Bu epey düşük! Bol, ucuz, güvenilir enerji seferberlik haline gelmedikçe ve üniversite eğitimli Demokratların maliyeti ne olursa olsun rüzgâr, güneş ve elektrikli araçlar etrafında inşa edilmiş bir ekonomiye kültürel bağlılığı ile ilgili olmadıkça, işçi sınıfının temiz enerji geçişini desteklemesini nasıl sağlayabileceğinizi anlamıyorum. İşçi sınıfı ilkin belki katılsa da ikincisiyle aynı fikirde değil.
Enerji bolluğu yaklaşımı, aslında Biden’ın Alaska’daki Willow petrol sondaj projesine yeşil ışık yakarak doğru olanı yaptığını kabul edecektir. Elbette iklim aktivistleri ve uzmanlar çok öfkeli ve suçlamalar yağıyor. Ancak bu tam da işçi sınıfı seçmenlerinin istediği şey; yani fosil yakıtlar da dahil olmak üzere enerji kaynaklarının bir karışımını kullanmaya devam ederken yenilenebilir enerjileri ilerleten bir “yukarıdakilerin hepsi” stratejisi. Ve onların istediği şey, ucuz enerjinin güvenilir ve emniyetli bir şekilde tedarik edilmesini sağlarken, temiz bir enerji geçişini sürdürmek için en pratik yola karşılık geliyor. İklim aktivistlerinin Biden’a baskı yapması gibi bu yaklaşıma karşı çıkmak, sanayi sonrası metropoller ile orta Amerika arasındaki, Demokrat seçkinler ile işçi sınıfı arasındaki büyük uçurumu vurguluyor.

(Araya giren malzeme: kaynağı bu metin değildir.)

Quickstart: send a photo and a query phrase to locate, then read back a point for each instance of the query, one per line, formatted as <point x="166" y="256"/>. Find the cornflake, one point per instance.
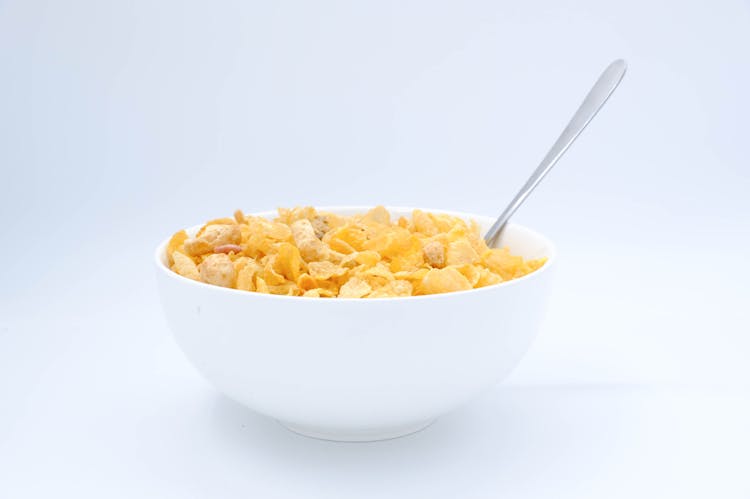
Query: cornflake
<point x="314" y="254"/>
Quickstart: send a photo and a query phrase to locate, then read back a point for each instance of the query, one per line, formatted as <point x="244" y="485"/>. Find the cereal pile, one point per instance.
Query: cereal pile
<point x="308" y="253"/>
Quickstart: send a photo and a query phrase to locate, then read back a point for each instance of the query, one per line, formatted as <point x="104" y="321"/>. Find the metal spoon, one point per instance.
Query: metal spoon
<point x="598" y="95"/>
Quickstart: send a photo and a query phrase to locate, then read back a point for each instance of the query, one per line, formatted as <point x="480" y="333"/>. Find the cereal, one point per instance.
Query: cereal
<point x="218" y="269"/>
<point x="308" y="253"/>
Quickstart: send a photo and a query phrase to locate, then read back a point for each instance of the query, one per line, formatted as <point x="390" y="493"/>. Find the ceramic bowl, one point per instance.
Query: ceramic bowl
<point x="358" y="369"/>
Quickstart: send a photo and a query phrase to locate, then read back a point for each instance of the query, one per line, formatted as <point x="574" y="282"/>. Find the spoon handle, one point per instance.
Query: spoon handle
<point x="597" y="96"/>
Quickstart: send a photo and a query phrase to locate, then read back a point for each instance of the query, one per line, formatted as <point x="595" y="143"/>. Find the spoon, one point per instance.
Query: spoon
<point x="597" y="96"/>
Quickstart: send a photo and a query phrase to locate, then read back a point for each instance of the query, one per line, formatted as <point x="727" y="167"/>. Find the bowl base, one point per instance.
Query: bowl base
<point x="351" y="435"/>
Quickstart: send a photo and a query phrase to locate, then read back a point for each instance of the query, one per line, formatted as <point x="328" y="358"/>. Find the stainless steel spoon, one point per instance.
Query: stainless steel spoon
<point x="597" y="96"/>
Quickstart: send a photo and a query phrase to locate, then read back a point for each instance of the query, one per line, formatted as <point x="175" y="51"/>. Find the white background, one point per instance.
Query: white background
<point x="121" y="122"/>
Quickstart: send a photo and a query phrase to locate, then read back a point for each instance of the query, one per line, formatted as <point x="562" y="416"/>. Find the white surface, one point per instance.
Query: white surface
<point x="120" y="122"/>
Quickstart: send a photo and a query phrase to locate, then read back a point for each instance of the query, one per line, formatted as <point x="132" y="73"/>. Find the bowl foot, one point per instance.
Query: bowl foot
<point x="356" y="435"/>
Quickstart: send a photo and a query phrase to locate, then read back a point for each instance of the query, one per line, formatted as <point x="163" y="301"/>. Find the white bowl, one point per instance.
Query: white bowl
<point x="358" y="369"/>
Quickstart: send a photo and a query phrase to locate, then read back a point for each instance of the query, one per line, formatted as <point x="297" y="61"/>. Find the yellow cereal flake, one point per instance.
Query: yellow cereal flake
<point x="176" y="243"/>
<point x="354" y="288"/>
<point x="443" y="281"/>
<point x="185" y="266"/>
<point x="308" y="253"/>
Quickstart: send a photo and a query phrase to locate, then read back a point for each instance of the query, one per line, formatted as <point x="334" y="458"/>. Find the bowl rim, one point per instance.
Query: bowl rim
<point x="549" y="246"/>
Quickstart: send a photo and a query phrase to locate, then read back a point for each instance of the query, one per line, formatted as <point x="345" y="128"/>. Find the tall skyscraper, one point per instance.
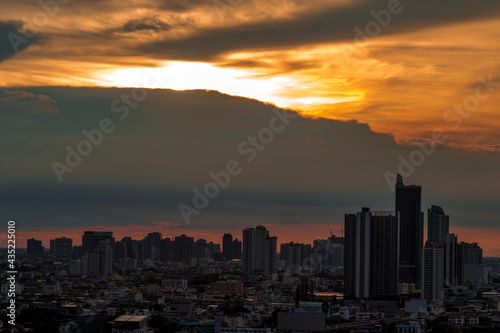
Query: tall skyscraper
<point x="473" y="254"/>
<point x="454" y="262"/>
<point x="167" y="249"/>
<point x="90" y="239"/>
<point x="35" y="248"/>
<point x="236" y="249"/>
<point x="438" y="224"/>
<point x="411" y="234"/>
<point x="371" y="254"/>
<point x="227" y="246"/>
<point x="259" y="251"/>
<point x="151" y="246"/>
<point x="329" y="251"/>
<point x="63" y="249"/>
<point x="296" y="255"/>
<point x="433" y="272"/>
<point x="183" y="248"/>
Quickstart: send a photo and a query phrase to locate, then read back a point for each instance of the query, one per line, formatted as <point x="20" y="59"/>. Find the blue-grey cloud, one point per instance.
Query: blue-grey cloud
<point x="330" y="25"/>
<point x="313" y="170"/>
<point x="12" y="40"/>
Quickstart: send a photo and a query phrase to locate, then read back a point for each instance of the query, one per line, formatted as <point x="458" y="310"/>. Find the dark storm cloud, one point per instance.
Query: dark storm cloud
<point x="12" y="40"/>
<point x="182" y="6"/>
<point x="326" y="26"/>
<point x="147" y="23"/>
<point x="314" y="169"/>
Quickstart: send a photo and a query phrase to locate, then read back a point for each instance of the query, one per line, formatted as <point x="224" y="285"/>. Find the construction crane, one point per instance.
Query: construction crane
<point x="330" y="228"/>
<point x="171" y="228"/>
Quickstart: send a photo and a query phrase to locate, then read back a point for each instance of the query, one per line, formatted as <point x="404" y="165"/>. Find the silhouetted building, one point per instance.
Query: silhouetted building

Bu hakikaten de çılgınlık. Biden’ın Demokrat Parti’yi yenilenebilir enerji saplantısından uzaklaştırmak için daha az değil daha fazla çaba göstermesi gerekiyor. İklim aktivistleri Willow projesi hakkında öfkelerini kusmak yerine neden Nükleer Düzenleme Komisyonunun (NRC) radikal bir şekilde yeniden yapılandırılmasını talep etmiyorlar? NRC’nin yeni nesil reaktörlere yönelik yeni düzenlemeleri 1200 sayfadan oluşuyor ve yürürlükte kalmasına izin verildiği takdirde ülkede ve hatta tüm dünyada ciddi biçimde ihtiyaç duyulan nükleer rönesansı etkili bir şekilde engelleyecek. NRC merkezinin dışında neden göstericiler yok? NRC endüstriyel ekonomiyle en uyumlu temiz enerji kaynağını torpillerken arazi oluyorlar.
İşçi sınıfının bu tiplere güvenmemesine şaşmamalı. İdeolojilerine sözüm ona nihai hedeflerinden ve kesinlikle işçi sınıfının refahına olduklarından daha fazla bağlılar.